Rainer Hermann zweifelt nicht an der Glaubwürdigkeit der palästinensisch-libanesischen Nonne, die seit Jahrzehnten im Jakobskloster lebt und seelsorgerisch tätig ist. Agnès-Maryam gehört für ihn zu jenen syrischen Augenzeugen, die „keiner Konfliktpartei angehören, sondern zwischen den Fronten stehen und kein anderes Interesse haben, als eine weitere Eskalation der Gewalt vielleicht doch noch aufzuhalten“. Im Februar dieses Jahres rief das Kloster auf seiner Webseite in einem Appell dazu auf, für jene Menschen zu spenden, die „in den gefährlichen Städten Syriens leiden“. Als Verantwortliche für die um sich greifende Brutalität und den täglichen Terror in Homs wurden aber lediglich „freie bewaffnete Gruppen“ der Opposition genannt, es fehlt jeder Hinweis auf die Gewalt der syrischen Armee. Auf einem kleinen Foto auf einer Unterseite der Website ist ein mit Assad-Plakaten geschmücktes Auto zu sehen, dass vermutlich an einer Pro-Regime-Demonstration teilnimmt. Aber sind diese erschütternden Berichte der Ordensfrau bereits dadurch diskreditiert und nur erfundene Schreckensgeschichten der staatlichen syrischen Propagandamaschine? Trotz der offenkundigen Einseitigkeit schildert sie sehr detailliert, wie oppositionelle Milizen in der Region um Homs entlang religiöser Zuschreibungen systematisch töten würden - offenbar hat die „Libanonisierung“ in den militärisch umkämpften Zonen Syriens längst begonnen. Der libanesische Bürgerkrieg dauerte 15 Jahre und forderte 90.000 Todesopfer, 20.000 Menschen gelten noch immer als „vermisst“. Der Libanon hat ca. vier Millionen Einwohner, in Syrien leben jedoch 20 Millionen Menschen. Der Zahlenvergleich gibt einen Hinweis auf die mögliche Schreckensdimension einer Konfessionalisierung der syrischen Rebellion.

Hoffnung und Gefahr

medico wird versuchen weiterhin an der Seite all jener in Syrien zu stehen, die sich der militärischen Eskalation und gegenseitigen Vernichtung verweigern und noch immer wöchentlich für ein demokratisches und säkulares Syrien demonstrieren. Es gibt noch immer Student_innen und die Aktivist_innen lokaler Komitees, die trotz aller Gefahren für eine freie und offene Gesellschaft auf die Straße gehen. Der staatliche Terror des Assad-Regimes ist ursächlich für die Konfessionalisierung der Auseinandersetzung verantwortlich, der oppositionelle Gegenterror religiöser Milizen aber verspricht keine tatsächliche Freiheit, sondern in seiner Konsequenz droht die Zerstörung der religiösen und kulturellen Diversität des modernen Syriens.

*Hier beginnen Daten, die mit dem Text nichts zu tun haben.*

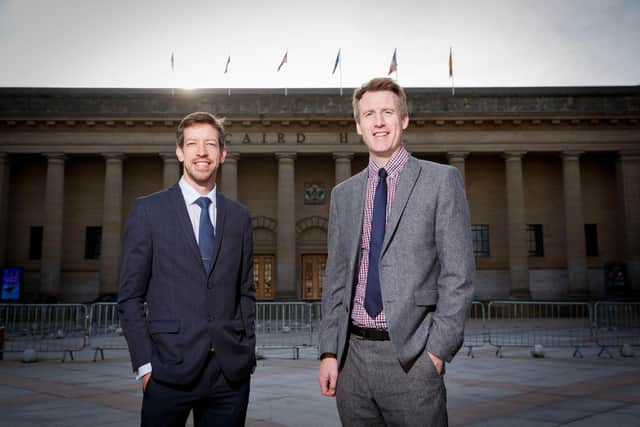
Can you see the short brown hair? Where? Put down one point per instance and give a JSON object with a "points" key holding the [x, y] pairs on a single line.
{"points": [[376, 85], [200, 117]]}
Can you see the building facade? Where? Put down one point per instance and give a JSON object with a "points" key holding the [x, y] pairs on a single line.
{"points": [[552, 177]]}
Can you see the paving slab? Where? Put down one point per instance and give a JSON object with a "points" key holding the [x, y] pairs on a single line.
{"points": [[515, 390]]}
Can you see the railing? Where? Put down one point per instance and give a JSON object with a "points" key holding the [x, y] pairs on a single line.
{"points": [[44, 327], [105, 332], [616, 324], [67, 328], [287, 325], [551, 324], [475, 332]]}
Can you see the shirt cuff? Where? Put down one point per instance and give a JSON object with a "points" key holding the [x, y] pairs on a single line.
{"points": [[142, 371]]}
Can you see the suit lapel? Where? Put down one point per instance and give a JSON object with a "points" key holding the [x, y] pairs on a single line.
{"points": [[404, 187], [355, 218], [219, 230], [181, 213]]}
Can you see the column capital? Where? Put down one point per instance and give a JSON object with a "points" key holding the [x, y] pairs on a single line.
{"points": [[513, 155], [455, 155], [55, 156], [629, 154], [345, 156], [113, 156], [168, 156], [285, 156], [572, 154]]}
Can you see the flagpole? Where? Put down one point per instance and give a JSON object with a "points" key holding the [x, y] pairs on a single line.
{"points": [[226, 69], [340, 65], [453, 82], [173, 75]]}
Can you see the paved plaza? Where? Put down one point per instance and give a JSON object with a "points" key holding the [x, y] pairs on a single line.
{"points": [[516, 390]]}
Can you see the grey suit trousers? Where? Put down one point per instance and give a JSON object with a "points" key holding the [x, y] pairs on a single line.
{"points": [[374, 390]]}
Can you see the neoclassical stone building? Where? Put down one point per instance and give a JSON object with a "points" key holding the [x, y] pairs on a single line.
{"points": [[552, 177]]}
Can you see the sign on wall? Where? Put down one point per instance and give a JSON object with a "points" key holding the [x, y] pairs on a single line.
{"points": [[11, 283]]}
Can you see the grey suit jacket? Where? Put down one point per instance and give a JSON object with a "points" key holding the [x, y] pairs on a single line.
{"points": [[427, 259]]}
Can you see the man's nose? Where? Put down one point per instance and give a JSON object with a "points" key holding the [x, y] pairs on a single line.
{"points": [[202, 149]]}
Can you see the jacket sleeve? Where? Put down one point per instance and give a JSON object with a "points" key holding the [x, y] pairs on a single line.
{"points": [[457, 266], [135, 273], [247, 288], [334, 285]]}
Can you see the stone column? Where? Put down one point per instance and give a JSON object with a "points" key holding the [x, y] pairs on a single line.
{"points": [[111, 223], [170, 169], [230, 176], [4, 206], [574, 225], [628, 182], [457, 158], [286, 239], [50, 266], [342, 166], [516, 227]]}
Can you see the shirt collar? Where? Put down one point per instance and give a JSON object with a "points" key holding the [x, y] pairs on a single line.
{"points": [[191, 195], [394, 166]]}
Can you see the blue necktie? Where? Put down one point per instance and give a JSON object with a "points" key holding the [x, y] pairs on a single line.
{"points": [[373, 297], [205, 233]]}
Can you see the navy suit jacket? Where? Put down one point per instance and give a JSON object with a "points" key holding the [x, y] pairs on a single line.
{"points": [[188, 310]]}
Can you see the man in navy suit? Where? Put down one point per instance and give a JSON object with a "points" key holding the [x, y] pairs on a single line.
{"points": [[187, 252]]}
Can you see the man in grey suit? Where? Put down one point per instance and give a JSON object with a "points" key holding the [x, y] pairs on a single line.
{"points": [[399, 277]]}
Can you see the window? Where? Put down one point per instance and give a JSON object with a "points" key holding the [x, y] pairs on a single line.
{"points": [[35, 242], [480, 234], [591, 239], [536, 242], [92, 242], [263, 277]]}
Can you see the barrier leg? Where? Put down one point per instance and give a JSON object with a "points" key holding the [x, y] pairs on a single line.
{"points": [[604, 349], [95, 354], [577, 352], [64, 355]]}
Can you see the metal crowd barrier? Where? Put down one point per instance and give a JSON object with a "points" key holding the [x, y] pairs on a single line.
{"points": [[295, 325], [551, 324], [475, 332], [281, 325], [105, 332], [44, 327], [616, 324]]}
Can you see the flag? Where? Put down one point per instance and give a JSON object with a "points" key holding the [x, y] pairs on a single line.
{"points": [[284, 60], [394, 63], [335, 66]]}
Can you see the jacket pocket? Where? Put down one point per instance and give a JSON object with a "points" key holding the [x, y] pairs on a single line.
{"points": [[424, 297], [166, 339]]}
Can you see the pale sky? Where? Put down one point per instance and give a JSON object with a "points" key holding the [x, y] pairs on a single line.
{"points": [[128, 43]]}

Einige radikalreligiösen Gruppen der oppositionellen Freischärler in Syrien beziehen ihre Waffen und ihr Geld aus Saudi-Arabien und den Golfsstaaten. Auf saudischen Nachrichtensendern fordern salafistische Prediger seit langem nicht nur den Sturz von Präsident Baschar al-Assad, sondern legitimieren offen die Tötung von Mitgliedern der alawischen Religionsgemeinschaft als "Ungläubige“. Saudi-Arabien ist seit 2011 der wichtigste Handelspartner der deutschen Wirtschaft im arabischen Raum. Am 5. Juni bedankte sich Wirtschaftsminister Rösler (FDP) beim Besuch in saudischen Riad ausdrücklich dafür, dass das Königshaus seine Einlagen im Weltwährungsfonds (IWF) um 15 Milliarden Dollar aufstockt, um die aktuelle Euro-Krise zu stabilisieren. Auch hier zeigt sich wieder: In Syrien geht es erwiesenermaßen nicht nur um Syrien.